The Form 8814 Option
If a dependent child reaches the filing threshold and some of his income is earned, he must file a separate tax return. But if he has unearned income from interest and dividends only, and is above the $950 threshold, his income can be reported on Form 8814 of his parents' return (up to a $9,500 maximum).
Craig Eaton, a CPA in Tewksbury, Mass., says his clients are often surprised to learn about yet another twist: If a child has any potential gains at all--meaning if he has any sales of stocks or bonds, including those sold in a custodial account for him--he must file a separate return, including a Schedule D.
Gross stock sales are reported to the IRS by the broker on a 1099-B, so this reporting is required, even if the child had no gains from the sale as long as the child had total investment income, including gross sales, of more than $950. In one case last year, Eaton says, clients switched investment advisers and liquidated their 8-year-old's $300,000 portfolio so it could be reallocated by their new financial guru. The stocks were sold at a $2,000 capital loss, but the parents still had to file a separate 1040 for their child, complete with a Schedule D for gains and losses.
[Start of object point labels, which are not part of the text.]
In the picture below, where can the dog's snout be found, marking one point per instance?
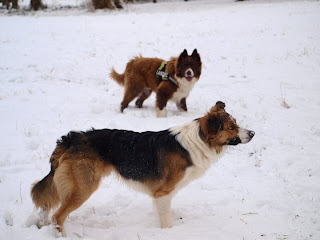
(251, 134)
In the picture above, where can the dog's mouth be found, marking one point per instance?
(189, 79)
(189, 74)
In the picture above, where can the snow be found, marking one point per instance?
(257, 56)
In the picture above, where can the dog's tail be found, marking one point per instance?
(119, 78)
(44, 193)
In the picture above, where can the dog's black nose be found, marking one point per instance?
(251, 134)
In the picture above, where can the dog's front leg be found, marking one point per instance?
(182, 105)
(163, 207)
(163, 95)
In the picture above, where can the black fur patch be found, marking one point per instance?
(136, 156)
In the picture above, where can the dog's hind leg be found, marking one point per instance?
(132, 90)
(145, 94)
(76, 180)
(163, 207)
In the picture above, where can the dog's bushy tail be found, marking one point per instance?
(44, 193)
(119, 78)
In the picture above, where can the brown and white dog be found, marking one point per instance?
(139, 80)
(157, 163)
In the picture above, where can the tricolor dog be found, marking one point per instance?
(172, 80)
(156, 163)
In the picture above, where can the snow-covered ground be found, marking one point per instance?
(262, 58)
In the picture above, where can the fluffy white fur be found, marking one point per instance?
(201, 156)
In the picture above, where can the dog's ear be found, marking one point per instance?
(195, 54)
(215, 123)
(219, 106)
(184, 54)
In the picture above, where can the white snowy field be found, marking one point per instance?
(262, 58)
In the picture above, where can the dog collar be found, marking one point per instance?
(162, 74)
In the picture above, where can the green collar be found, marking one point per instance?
(163, 75)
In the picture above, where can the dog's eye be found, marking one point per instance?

True, the kid gets to carry the loss forward the same as anyone else. But there's a little gotcha here: If the child's only income the next year is a $500 capital gain, it sops up $500 of the carryover loss--even though this income would have been tax-free (since it was below $950) on its own.
The Independent Filing Threshold
What if a young person can't be claimed as a dependent on someone else's return? Then he doesn't have to file a return unless gross income from all sources is over $9,350. (Provided, that is, he's not netting more than $400 from self-employment income.)
The W-4 Trap
A teen who earns less than the filing threshold may want to file anyway if he had income taxes withheld from a paycheck and is entitled to a refund. "You always have to file if you want your money back," Schwarz notes.
To avoid unnecessary filing, Schwarz says, be careful about how your teen fills out his W-4 when he snags a new job. Often, he notes, a boss will mistakenly tell a teen to put down zero exemptions on the W-4 wage withholding form, and money will be withheld when it shouldn't be. Instead the young employee should write "EXEMPT" on line 7 to certify that he had no federal tax liability the year before and expects to owe no federal tax this year. It's the same procedure for state income taxes. Watch out for separate forms in some states. Schwarz laments he just got W-2s for his own teenagers saying the state of Virginia had withheld $2 for one kid and $3 for the other.
Claiming Your Credits
Another reason a young worker who doesn't have to file might want to is the many tax credits out there. A tax credit reduces any tax you owe dollar for dollar, and some credits are even "refundable"--meaning you can get money back even if you didn't pay any taxes.
If a college student paid more than half his own expenses, he might be able to grab the American Opportunity Credit--a $2,500 credit for college expenses, $1,000 of which is refundable. A student who, for example, is living off a part-time job and selling stocks given to him by grandma, might qualify.
Assuming he's not someone else's dependent, a young worker might also be able to claim the $400 refundable Making Work Pay Credit for 2010, or the refundable earned income tax credit.
The Parent Trap
A kid who is under 19 or under 24 and a full-time student and who has more than $1,900 of unearned income is subject to the kiddie tax: Unearned income above $1,900 will be taxed at his parents' (usually higher) tax rate. The parents must attach Form 8615 to their own return. Forbes contributor Kaye Thomas has a detailed explanation of the "kiddie tax" rules at his website, Fairmark.com.